Santa Carona

O inferno como medo e o Paraíso como amor

“O inferno é a incapacidade de amar.” Dostoiévski

 

A nossa realidade nesse vale de lágrimas é a busca pela redenção, a salvação eterna, a buscar por poder contemplar a Deus face a face pela eternidade. Muitos se dedicam inteiramente a isso, independente da condição que vivem nesse mundo, e a busca de uma vida que leve a esse fim é tudo. Mas outros pouco se importam, ou fingem não importar. Sinceramente vivem como se nada houvesse após a morte, ou não ligam para as questões espirituais, ou simplesmente postergam a conversão para amanhã. Em alguns casos o amanhã não chega e a pessoa vai para o extremo oposto da salvação. Perde sua alma e assim será apartado da presença de Deus, o sumo Bem. Estará nas trevas, local onde haverá eternamente choro e ranger de dentes, será lançado na Gehenna, no fogo eterno, em meio a enxofre. E lá permanecerá em um mundo de sofrimento, ódio, dores e angústias inenarráveis na companhia do diabo e dos seus anjos. Pronto. Pense como seria a eternidade sob tais condições. Entre o gozo perpétuo e a felicidade da contemplação de Deus ou o oposto, a desgraça eterna junto a Satanás.

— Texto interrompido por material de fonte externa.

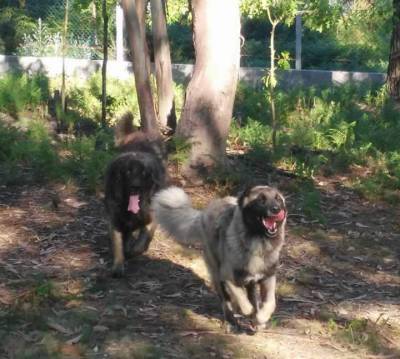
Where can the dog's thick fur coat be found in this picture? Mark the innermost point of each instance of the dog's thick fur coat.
(131, 180)
(242, 240)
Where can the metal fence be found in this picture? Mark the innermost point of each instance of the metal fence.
(37, 27)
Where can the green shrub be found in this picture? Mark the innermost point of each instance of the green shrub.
(19, 92)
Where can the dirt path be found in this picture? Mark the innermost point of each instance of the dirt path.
(339, 291)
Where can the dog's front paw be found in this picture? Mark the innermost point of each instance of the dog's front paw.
(118, 270)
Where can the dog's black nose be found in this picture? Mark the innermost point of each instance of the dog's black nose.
(275, 209)
(135, 189)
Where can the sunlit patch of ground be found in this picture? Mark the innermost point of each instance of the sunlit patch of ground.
(338, 287)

O que normalmente chama atenção é que ao depararmos com tais descrições, é visivelmente mais comum que a narrativa do inferno seja mais tocante. As formas como o Paraíso são descritas não necessariamente causam uma imensa comoção imediata e clama a uma conversão instantânea. Mas descrever o inferno e seus tormentos causa medo, desconforto, até mesmo assusta àqueles mais sensíveis. A situação é tão desconfortável que alguns pedem rápido que mude de assunto, que esqueça o tema e passem a falar de qualquer outra coisa. O inferno incomoda, mesmo aqueles que não querem se preocupar com ele no momento. Nessa visão, acabamos por presenciar as duas imagens distintas que o senso comum cria dessas realidades do pós-morte: a de um Paraíso como um lugar calmo, monótono, onde anjinhos tocam harpa e tudo é melancolicamente belo e sem nenhum problema, onde pessoas transitam como se estivessem em um parque nobre e todos fossem esnobes sem emoções; e a de um inferno catastrófico, soma de todas as desgraças criadas pelo homem a algumas novidades que imaginações férteis ainda conseguiriam criar, como torturas inesgotáveis, gritos aterrorizantes, criaturas que mexem com a sanidade mental de uns e outros. Basta observar em nossas plataformas de mídia como as duas realidades oferecidas no pós-vida são representadas tanto em comédias quanto nos filmes mais sérios, na grande literatura ou nos quadrinhos.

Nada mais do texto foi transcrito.